In low and middle-income countries, women are less likely to own mobile phones (8 percent) or use financial services than men. Mobile money services such as M-Pesa, in Kenya, or MTN Mobile Money, in West Africa, can help close the gender gap more quickly than traditional banking products. Sixty-five million women in the Middle East and North Africa do not have bank accounts but mobile phones. This is a perfect opportunity to deploy DFS. Government policies encouraging women to own mobile phones could help bridge the gap between technology and financial inclusion.
Digital identification and electronic Know Your Customer technologies (eKYC) are also essential for achieving financial integration of digital policy and infrastructure.
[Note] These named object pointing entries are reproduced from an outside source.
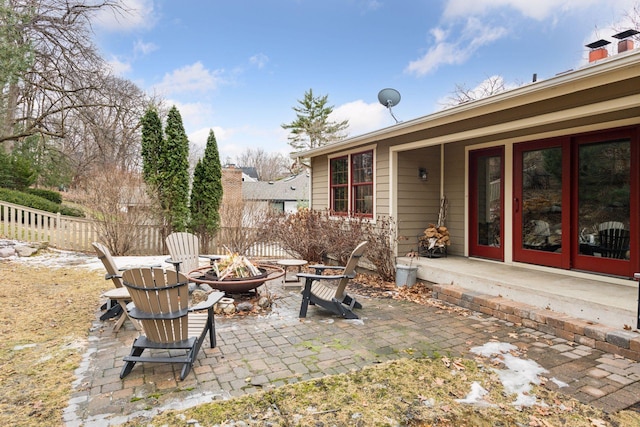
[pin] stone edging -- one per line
(594, 335)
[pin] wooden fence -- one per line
(76, 234)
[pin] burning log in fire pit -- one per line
(435, 239)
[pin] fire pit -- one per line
(236, 285)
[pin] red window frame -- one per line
(358, 185)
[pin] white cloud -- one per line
(474, 35)
(118, 67)
(140, 47)
(259, 60)
(362, 117)
(190, 78)
(130, 15)
(537, 9)
(195, 115)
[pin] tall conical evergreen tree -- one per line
(173, 164)
(151, 145)
(206, 193)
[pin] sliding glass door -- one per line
(576, 202)
(486, 202)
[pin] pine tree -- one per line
(206, 193)
(312, 128)
(173, 167)
(151, 144)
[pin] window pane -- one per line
(542, 199)
(362, 167)
(489, 199)
(340, 199)
(339, 171)
(363, 199)
(604, 177)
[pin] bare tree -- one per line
(269, 166)
(62, 65)
(116, 200)
(462, 93)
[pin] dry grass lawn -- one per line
(46, 313)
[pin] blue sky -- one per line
(239, 67)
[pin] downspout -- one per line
(441, 171)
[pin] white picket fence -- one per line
(76, 234)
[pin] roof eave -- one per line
(589, 70)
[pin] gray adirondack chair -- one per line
(319, 291)
(162, 306)
(184, 250)
(119, 294)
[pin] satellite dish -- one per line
(389, 98)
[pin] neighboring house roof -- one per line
(251, 172)
(293, 188)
COVID-19 has prompted more countries to build this infrastructure. They are deploying online tools to create digital IDs to speed up health and relief services access. It simplifies eKYC rules, particularly in low-income countries.
The digitalization of small businesses improves their productivity and gives them better access to markets and finance. International Data Corporation’s (IDC) study of more than 3,200 SME chief executives from 11 countries revealed that 49 percent believe technology equalizes the playing field between small businesses and more giant corporations. Digitalization can boost a country’s economy from a macroeconomic standpoint. The digitization of SMEs across the ASEAN countries could increase the region’s GDP by $1.1 trillion.
Digital Payments
Digitalization has many benefits for SMEs. It can increase efficiency, maximize profits, and create valuable data they can share with external partners, including financial institutions. Digital payments make a large amount of transactional data that can be used to evaluate risk and estimate income. Kopo Kopo, a Fintech firm in Kenya, offers merchants digital payment access through M-PESA. The company then uses Big Data analytics on merchant payment transaction data to provide SMEs various value-added products, including short-term unsecured loans. Accelerating digital payments for SMEs strengthens the ecosystem of financial inclusion for consumers. This is especially important in this period of social distance. Digital payments can formalize SMEs in emerging markets. This, in turn, leads to an increase in the economy’s overall output and the expansion of tax bases.
Digital payments are also a way to achieve financial inclusion for women, with solid evidence of government payments’ impact on women. Before COVID-19, many women (140 million) opened their first bank accounts because of government payments. These included public sector salaries, pensions, and safety net transfers. According to the Global Findex 2017, 20 percent of women with accounts opened their first bank account to receive digital government payments in Argentina.
The COVID-19 Crisis drives a massive shift toward digital markets and financial services. Handled responsibly, the digitalization of finance for individuals and firms can reduce costs and open up new market and livelihood opportunities–helping countries rebuild better after COVID-19.